Narrative of Henry Box Brown / Who Escaped from Slavery Enclosed in a Box 3 Feet Long and 2 Wide
WHO ESCAPED FROM SLAVERY ENCLOSED IN A BOX 3 FEET LONG AND 2 WIDE. WRITTEN FROM A STATEMENT OF FACTS MADE BY HIMSELF. WITH REMARKS UPON THE REMEDY FOR SLAVERY. BY CHARLES STEARNS. BOSTON: PUBLISHED BY BROWN & STEARNS. FOR SALE BY BELA MARSH, 25 CORNHILL.
ABNER FORBES, PRINTER, 37 Cornhill.
Not for the purpose of administering to a prurient desire to “hear and see some new thing,” nor to gratify any inclination on the part of the hero of the following story to be honored by man, is this simple and touching narrative of the perils of a seeker after the “boon of liberty,” introduced to the public eye; but that the people of this country may be made acquainted with the horrid sufferings endured by one as, in a portable prison , shut out from the light of heaven, and nearly deprived of its balmy air, he pursued his fearful journey directly through the heart of a country making its boasts of liberty and freedom to all, and that thereby a chord of human sympathy may be touched in the hearts of those who listen to his plaintive tale, which may be the means of furthering the spread of those principles, which under God, shall yet prove “mighty to the pulling down of the strong-holds” of slavery.

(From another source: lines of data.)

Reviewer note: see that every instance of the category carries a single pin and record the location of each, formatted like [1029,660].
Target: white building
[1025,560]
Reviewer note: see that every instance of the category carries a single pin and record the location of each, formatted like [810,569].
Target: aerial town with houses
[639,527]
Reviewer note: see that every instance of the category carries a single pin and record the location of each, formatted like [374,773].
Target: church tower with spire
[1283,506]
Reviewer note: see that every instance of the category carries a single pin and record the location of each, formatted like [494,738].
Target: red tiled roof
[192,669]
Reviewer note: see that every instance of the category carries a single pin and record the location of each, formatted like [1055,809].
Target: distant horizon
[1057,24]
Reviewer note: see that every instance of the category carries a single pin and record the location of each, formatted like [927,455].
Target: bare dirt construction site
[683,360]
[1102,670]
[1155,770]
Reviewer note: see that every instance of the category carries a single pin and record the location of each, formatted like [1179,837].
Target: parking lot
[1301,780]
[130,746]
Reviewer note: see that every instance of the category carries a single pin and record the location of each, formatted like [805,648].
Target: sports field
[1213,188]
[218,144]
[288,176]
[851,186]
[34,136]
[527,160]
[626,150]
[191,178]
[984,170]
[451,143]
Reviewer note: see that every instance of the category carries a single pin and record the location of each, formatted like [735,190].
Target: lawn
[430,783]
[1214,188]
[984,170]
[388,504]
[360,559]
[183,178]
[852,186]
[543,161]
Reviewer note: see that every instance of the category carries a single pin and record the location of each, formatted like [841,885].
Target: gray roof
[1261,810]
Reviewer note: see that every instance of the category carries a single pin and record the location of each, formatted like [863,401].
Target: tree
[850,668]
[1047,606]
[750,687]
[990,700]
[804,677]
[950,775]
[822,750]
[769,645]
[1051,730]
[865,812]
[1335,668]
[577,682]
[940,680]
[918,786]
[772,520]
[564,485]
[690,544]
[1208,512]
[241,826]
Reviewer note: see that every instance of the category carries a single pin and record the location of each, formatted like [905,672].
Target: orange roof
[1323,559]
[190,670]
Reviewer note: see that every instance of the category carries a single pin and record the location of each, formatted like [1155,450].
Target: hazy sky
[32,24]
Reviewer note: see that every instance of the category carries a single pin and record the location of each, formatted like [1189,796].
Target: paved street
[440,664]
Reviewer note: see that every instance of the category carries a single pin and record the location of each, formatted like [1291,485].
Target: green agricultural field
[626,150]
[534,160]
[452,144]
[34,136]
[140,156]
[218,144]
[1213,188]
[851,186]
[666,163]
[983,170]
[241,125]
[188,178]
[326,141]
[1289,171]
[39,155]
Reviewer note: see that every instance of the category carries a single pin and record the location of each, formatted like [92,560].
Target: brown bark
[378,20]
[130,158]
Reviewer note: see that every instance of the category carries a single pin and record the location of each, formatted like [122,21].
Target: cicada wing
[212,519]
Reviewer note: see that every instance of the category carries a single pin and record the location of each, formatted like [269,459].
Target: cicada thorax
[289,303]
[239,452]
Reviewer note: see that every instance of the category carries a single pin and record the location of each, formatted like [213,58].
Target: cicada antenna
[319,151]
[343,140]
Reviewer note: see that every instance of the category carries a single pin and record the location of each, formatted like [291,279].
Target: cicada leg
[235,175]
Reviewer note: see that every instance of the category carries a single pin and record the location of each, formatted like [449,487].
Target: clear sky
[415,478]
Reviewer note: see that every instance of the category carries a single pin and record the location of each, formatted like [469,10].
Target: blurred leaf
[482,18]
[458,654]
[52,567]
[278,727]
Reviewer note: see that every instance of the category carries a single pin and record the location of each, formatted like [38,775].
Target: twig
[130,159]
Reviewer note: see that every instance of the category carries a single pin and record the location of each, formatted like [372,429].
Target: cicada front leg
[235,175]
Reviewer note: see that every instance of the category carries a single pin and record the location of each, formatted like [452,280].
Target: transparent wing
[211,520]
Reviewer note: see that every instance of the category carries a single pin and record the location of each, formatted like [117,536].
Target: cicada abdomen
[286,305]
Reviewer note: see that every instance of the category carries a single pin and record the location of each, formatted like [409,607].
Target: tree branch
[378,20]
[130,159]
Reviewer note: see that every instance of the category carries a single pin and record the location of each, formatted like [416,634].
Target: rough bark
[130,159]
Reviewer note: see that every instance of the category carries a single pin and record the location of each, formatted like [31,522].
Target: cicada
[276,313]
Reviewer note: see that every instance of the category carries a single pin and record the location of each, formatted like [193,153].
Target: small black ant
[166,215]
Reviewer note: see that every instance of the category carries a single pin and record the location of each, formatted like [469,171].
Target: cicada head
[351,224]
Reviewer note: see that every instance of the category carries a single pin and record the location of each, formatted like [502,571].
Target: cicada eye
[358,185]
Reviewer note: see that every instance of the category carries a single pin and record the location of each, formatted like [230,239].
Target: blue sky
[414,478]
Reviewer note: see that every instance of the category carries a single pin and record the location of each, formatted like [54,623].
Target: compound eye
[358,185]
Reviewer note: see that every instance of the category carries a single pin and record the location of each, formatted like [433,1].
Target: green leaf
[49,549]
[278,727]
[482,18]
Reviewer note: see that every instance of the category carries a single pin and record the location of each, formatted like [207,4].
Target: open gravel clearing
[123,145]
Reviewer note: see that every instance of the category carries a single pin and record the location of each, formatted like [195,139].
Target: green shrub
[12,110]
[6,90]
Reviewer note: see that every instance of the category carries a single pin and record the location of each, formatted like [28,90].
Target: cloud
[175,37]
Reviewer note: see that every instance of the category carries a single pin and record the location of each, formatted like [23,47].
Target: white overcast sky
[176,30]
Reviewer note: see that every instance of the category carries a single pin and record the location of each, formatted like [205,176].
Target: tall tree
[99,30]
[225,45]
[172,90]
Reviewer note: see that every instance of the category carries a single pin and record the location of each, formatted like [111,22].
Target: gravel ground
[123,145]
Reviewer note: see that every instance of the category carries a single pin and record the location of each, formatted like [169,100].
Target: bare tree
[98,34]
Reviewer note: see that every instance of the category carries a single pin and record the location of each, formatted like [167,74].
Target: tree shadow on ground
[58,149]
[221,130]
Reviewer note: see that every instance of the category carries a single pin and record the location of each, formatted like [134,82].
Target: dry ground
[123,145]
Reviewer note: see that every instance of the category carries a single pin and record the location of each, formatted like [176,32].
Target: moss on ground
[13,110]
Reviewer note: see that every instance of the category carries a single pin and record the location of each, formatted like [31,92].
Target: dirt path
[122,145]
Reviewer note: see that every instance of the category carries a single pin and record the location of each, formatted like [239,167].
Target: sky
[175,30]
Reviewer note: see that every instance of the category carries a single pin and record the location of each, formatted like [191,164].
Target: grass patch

A William and an Ellen Craft, indeed performed an almost equally hazardous undertaking, and one which, as a devoted admirer of human daring has said, far exceeded any thing recorded by Macaulay, and will yet be made the ground-work for a future Scott to build a more intensely interesting tale upon than “the author of Waverly” ever put forth, but they had the benefit of their eyes and ears—they were not entirely helpless; enclosed in a moving tomb, and as utterly destitute of power to control your movements as if death had fastened its icy arm upon you, and yet possessing all the full tide of gushing sensibilities, and a complete knowledge of your existence, as was the case with our friend. We read with horror of the burial of persons before life has entirely fled from them, but here is a man who voluntarily assumed a condition in which he well knew all the chances were against him, and when his head seemed well-nigh severed from his body, on account of the concussion occasioned by the rough handling to which he was subject, see the Spartan firmness of his soul. Not a groan escaped from his agonized heart, as the realities of his condition were so vividly presented before him. Death stared him in the face, but like Patrick Henry, only when the alternative was more a matter of fact than it was to that patriot, he exclaims, “Give me liberty or give me death;” and death seemed to say, as quickly as the lion seizes the kid cast into its den, “You are already mine,” and was about to wrap its sable mantle around the form of our self-martyred hero—bound fast upon the altars of freedom, as the Hindoo widow is bound upon the altar of a husband’s love; when the bright angel of liberty, whose dazzling form he had so long and so anxiously watched, as he pored over the scheme hid in the recesses of his own fearless brain, while yet a slave, and whose shining eyes had bewitched his soul, until he had said in the language of one of old to Jesus, “I will follow thee whithersoever thou goest;” when this blessed goddess stood at his side, and, as Jesus said to one lying cold in death’s embrace, “I say unto thee, arise,” said to him, as she took him by the hand and lifted him from his travelling tomb, “thy warfare is over, thy work is accomplished, a free man art thou, my guidance has availed thee, arise and breathe the air of freedom.”